Tell us about the relaunch of All Due Respect – what makes this publication stand out from the others?
All Due Respect is about crime fiction from the criminal’s perspective. That’s at the core of what we do. We like to think of ourselves as the magazine for people who read Jim Thompson, Ken Bruen, Lawrence Block, Donald Westlake.
In the latest issue of ADR, you selected Chris F. Holm as your feature author. I’m a big fan of Holm’s work – what brought you to initially work with Chris?
Chris was a rising star when I first found out about the crime fiction scene a few years ago. At that time, 8 Pounds, his first collection of stories, was winning awards and generally kicking ass. It stands today as one of my favorite crime short story collections.

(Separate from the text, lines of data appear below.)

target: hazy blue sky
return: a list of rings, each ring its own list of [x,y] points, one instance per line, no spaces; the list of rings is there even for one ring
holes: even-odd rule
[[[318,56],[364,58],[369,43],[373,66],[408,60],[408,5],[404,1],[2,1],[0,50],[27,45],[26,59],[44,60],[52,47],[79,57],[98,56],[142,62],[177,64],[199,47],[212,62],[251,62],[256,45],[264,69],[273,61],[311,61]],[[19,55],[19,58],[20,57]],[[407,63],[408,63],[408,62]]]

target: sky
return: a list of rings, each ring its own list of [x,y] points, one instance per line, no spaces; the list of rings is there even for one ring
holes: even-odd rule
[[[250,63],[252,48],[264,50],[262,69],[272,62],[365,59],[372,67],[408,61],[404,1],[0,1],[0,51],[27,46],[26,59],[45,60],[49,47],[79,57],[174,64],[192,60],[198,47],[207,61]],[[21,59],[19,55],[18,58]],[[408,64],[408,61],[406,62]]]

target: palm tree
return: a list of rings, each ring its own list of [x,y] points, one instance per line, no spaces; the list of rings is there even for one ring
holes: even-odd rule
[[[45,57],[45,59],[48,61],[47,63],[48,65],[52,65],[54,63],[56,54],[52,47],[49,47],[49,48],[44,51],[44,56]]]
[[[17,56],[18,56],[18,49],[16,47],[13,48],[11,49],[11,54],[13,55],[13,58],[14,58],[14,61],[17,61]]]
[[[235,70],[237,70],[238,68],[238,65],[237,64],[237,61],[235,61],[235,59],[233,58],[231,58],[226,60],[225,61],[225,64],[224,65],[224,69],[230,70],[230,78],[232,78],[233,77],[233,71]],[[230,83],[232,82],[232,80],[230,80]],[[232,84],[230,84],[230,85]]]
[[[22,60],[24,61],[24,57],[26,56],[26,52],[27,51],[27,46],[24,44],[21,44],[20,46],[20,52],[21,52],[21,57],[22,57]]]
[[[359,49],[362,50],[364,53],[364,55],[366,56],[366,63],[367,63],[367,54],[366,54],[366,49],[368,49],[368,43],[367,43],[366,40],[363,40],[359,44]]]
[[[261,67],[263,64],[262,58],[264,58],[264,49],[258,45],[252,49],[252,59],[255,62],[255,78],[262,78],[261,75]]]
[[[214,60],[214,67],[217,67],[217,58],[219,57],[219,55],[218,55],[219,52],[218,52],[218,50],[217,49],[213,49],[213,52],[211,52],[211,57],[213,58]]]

He also effectively blends in elements of horror and fantasy.
Chris was exactly the kind of person we were looking to be a featured author. He has a growing audience and a love for the short story form. Plus he’s just a cool person and a great ambassador of the genre.
In the first issue, there’s a stand-out story by Renee Asher Pickup that deals with child abuse and its lasting effects on its victims. Given the subject matter, did you have doubts about publishing it or did you know right away that it belonged in your first issue?
Mike Monson, who also edits ADR, said he had read a draft of the story and thought it would be a good fit.
Usually I need to read a story twice to know that it’s a good fit for ADR. But as soon as I finished “Amanda Will Be Fine,” I knew we’d publish it. The force behind the writing and the honest approach set this one apart.
Looking back, is there a specific book or moment that made you fall in love with crime fiction?
I started reading genre fiction in middle school. At that time, I liked Michael Crichton, Tom Clancy, Robert B. Parker. I can still pick up a Parker or a Crichton and breeze through it in a few hours. (Clancy, not so much! Too much boring military stuff.) So those mainstream writers put me on the path toward crime fiction.
You’re an editor but you’re also a fiction writer. Do you find you’re sometimes overly critical of yourself when crafting a story?
Yes, but that was always there. But it also helps to be an editor because you understand that the submission process is, in the end, pretty arbitrary. We receive many excellent submissions for All Due Respect—ultimately it comes down to taste, whether or not you like the story. I’ve seen stories I rejected find their way to truly excellent publications. Guess those editors simply saw something there that I didn’t.
Do you have advice for any aspiring writers?
Nothing beyond the obvious clichés—keep writing, don’t worry about what other people are writing, etc.
Although I think the best cliché is keep reading, especially short fiction. I think any success I’ve had as a writer (and, for that matter, editor) is because I read tons of short fiction.
I know this is often a hard question to answer but what’s the best book you’ve read in 2013?
Well, as you might imagine, I’m going to give you more than one book!
The first one is Steve Weddle’s Country Hardball. It’s a collection of short fiction that is just perfect in every way. Beautiful writing, living and breathing characters, the whole thing imbued with deep sorrow—I loved every page.
David Cranmer’s Beat to a Pulp is always excellent, but the publication’s most recent collection, Hardboiled 3, is a cut above. Patti Abbott, Hilary Davidson, Chris Holm, Sophie Littlefield, Kieran Shea—doesn’t get much better than this.
I’d like to thank Chris for stopping by and answering a few questions as well as recommending some excellent fiction.